Musrenbang Kecamatan Jepon
BLORA, ME - Adalah Sulasno, Kepala Desa Kawengan, Kecamatan Jepon berteriak lantang agar ada pembangunan jalan di wilayahnya, alasannya kerusakan sudah parah, sehingga tidak nyaman dan berbahaya untuk pengguna jalan, yang statusnya adalah jalan aset Pemerintah Kabupaten Blora, karena menghubungkan antar Kecamatan Jepon dan Kecamatan Bogorejo, dan akses jalan untuk anak - anak sekolah di SMPN 3 Jepon.
Menurut Kades Kawengan, pihaknya sudah berkali - kali selama 3 tahun selalu mengusulkan perbaikan jalan mantap untuk jalur strategis di wilayahnya. Namun hingga saat ini belum terealisasi, dan dalam Musrenbang Kecamatan Jepon kemarin kembali diusulkan, pantang menyerah, tekadnya ruas jalan sepanjang 4 kilometer itu, harus mendapatkan perhatian dari Pemkab Blora.
Tidak kalah ngototnya, Kades - kades lain yang hadir dalam Musrenbangcam tersebut, juga mengusulkan kondisi yang sama, kerusakan jalan yang sama,, dan meminta dimasukkan dalam skala prioritas, akan tetapi keterbatasan anggaran membuat beberapa dari mereka pesimis, jadi usul mereka hanya untuk formalitas belaka, karena tekanan dan dorongan masyarakat di wilayahnya masing - masing, yang terkadang disampaikan dengan nada miring dan mendiskreditkan Kades tersebut.
"Tiap tahun kita usulkan, sejak saya jadi Kades, ini tahun keempat, saya usulkan lagi, jalan kami sangat parah dan banyak menimbulkan kecelakaan, terutama anak - anak sekolah, tolong dengarkan bangunlah jalan kami, ini penghubung dari desa - desa di Kecamatan Bogorejo dan Jepon, ini jalan perekonomian," tandas Sulasno, Kepala Desa Kawengan.
Keroyokan Anggaran Negara
Walaupun Musyawarah Perencanaan Pembangunan (Musrenbang) yang dilaksanakan secara berjenjang, dari tingkat Desa/Kelurahan, Kecamatan, Kabupaten hingga Propinsi adalah agenda resmi Pemerintah, sebagai usulan dalam pelaksanaan rencana kerja pembangunan daerah untuk tahun berikutnya, banyak kalangan pengamat kebijakan yang mengatakan itu hanyalah formalitas belaka.
Kenyataannya yang terjadi, banyak kegiatan yang tidak.pernah dibahas sebelumnya, dan parahnya tidak sesuai dengan kebutuhan rakyat banyak, tiba - tiba ada pelaksanaan, bahkan yang sudah diusulkan dan dikawal dalam setiap tahapan, ternyata hilang entah kemana.

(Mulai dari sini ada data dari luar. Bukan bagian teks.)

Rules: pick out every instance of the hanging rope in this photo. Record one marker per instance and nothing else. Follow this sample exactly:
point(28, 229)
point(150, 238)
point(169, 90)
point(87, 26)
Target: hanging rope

Dan dengan ringannya, saat dikonfirmasi akan dilaksanakan saat pelaksanaan anggaran perubahan nantinya.
Hal ini sungguh menyesakkan dada, manakala pelaksanaan Daftar Penggunaan Anggaran/Daftar Isian Penggunaan Anggaran (DPA/DIPA) hanya untuk kepentingan kelompok, dan beberapa gelintir pengusaha yang dekat pada kekuasaan. Sementara saat pengusulan di bawah, terjadi perdebatan yang sengit, bahkan tidak jarang saling mencurigai, berpikir skeptis, dengan bahasa siapa yang berani "setor sesuatu" maka dia akan mendapatkan privilege atau keistimewaan.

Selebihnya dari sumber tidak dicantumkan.